El arte, la música y la arquitectura tradicionales se conservaron como oro en paño tras la creación soviética de la RSS de Uzbekistán. Pero en los años siguientes se permitió el desarrollo de dos grandes centros de arte progresista: la colección de arte perdido de los años treinta de Igor Savitsky, escondida en el Museo Savitsky de Nukus, y las historias de la vida del legendario teatro Ilkhom del malogrado Mark Weil, en Taskent.
El arte contemporáneo, como los medios de comunicación, se halla bajo el estricto control del Gobierno. Los artistas renegados que llaman la atención, como Weil y la fotógrafa Umida Ahmedova, tienen problemas. Ahmedova, cuya obra capta las vidas y tradiciones de los uzbekos de a pie, atrajo la atención internacional en el 2009, cuando fue arrestada y condenada por “calumniar a la nación uzbeka” en una serie que emitió la web de la BBC.
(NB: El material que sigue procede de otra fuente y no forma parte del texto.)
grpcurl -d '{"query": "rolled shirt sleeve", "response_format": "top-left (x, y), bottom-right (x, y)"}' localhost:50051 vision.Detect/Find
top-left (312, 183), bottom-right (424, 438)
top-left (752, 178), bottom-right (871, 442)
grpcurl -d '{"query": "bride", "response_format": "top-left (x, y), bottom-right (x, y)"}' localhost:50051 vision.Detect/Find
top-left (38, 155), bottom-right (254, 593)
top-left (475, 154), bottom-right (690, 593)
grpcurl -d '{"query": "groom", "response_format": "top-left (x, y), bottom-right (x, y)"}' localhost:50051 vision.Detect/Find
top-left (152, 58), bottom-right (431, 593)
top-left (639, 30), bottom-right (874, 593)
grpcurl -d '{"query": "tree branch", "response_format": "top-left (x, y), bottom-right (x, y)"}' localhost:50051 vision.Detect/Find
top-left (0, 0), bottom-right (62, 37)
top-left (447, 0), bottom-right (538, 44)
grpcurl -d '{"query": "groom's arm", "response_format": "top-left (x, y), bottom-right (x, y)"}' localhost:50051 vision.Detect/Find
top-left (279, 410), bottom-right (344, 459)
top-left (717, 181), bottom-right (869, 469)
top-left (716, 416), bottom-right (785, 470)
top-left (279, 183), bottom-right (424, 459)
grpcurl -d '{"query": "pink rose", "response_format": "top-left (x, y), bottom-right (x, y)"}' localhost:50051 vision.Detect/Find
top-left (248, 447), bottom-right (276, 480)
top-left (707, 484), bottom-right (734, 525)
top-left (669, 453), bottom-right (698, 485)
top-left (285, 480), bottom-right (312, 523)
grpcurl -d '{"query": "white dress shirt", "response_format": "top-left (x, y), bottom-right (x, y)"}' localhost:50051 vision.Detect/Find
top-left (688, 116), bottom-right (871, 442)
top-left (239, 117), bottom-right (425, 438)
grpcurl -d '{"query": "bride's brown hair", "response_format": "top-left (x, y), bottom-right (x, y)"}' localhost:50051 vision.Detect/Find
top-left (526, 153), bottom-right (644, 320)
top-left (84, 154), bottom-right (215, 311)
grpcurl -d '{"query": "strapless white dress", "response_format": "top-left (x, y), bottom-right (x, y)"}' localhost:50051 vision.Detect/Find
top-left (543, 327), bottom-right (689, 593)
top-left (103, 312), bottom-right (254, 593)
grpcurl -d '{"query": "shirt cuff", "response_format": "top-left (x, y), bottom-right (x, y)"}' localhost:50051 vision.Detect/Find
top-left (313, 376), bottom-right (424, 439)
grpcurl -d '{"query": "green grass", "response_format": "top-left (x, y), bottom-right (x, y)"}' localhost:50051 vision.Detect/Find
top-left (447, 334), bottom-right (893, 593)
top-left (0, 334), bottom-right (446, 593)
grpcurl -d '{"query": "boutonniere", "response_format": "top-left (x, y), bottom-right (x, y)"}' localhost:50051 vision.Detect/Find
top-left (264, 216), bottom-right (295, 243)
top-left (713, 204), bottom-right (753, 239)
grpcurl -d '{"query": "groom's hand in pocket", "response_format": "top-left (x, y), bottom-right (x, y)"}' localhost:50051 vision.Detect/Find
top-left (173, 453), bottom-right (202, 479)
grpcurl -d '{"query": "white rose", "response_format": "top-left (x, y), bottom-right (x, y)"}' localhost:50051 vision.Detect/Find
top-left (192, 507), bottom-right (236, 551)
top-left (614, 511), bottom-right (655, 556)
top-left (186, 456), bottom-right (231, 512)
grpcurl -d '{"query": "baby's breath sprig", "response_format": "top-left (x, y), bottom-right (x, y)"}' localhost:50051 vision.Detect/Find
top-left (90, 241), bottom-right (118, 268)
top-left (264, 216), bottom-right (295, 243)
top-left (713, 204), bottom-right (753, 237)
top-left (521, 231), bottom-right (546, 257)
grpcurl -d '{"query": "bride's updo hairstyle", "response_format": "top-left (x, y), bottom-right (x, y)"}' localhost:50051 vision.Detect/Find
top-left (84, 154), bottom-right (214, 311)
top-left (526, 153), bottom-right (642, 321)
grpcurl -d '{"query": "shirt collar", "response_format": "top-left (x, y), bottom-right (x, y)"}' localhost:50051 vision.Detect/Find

Aunque Karimov la perdonó, un vistazo a sus fotografías, de apariencia inofensiva, revelan el ideal artístico del presidente: Uzbekistán tenía que retratarse como un país limpio, organizado, próspero y moderno. Este ideal tuvo su efecto en la planificación urbanística, solo hay que ver las reformas de Samarcanda, donde los urbanistas han apartado el casco antiguo de la vista de los turistas, o el derribo de Amir Timur Maydoni en Taskent.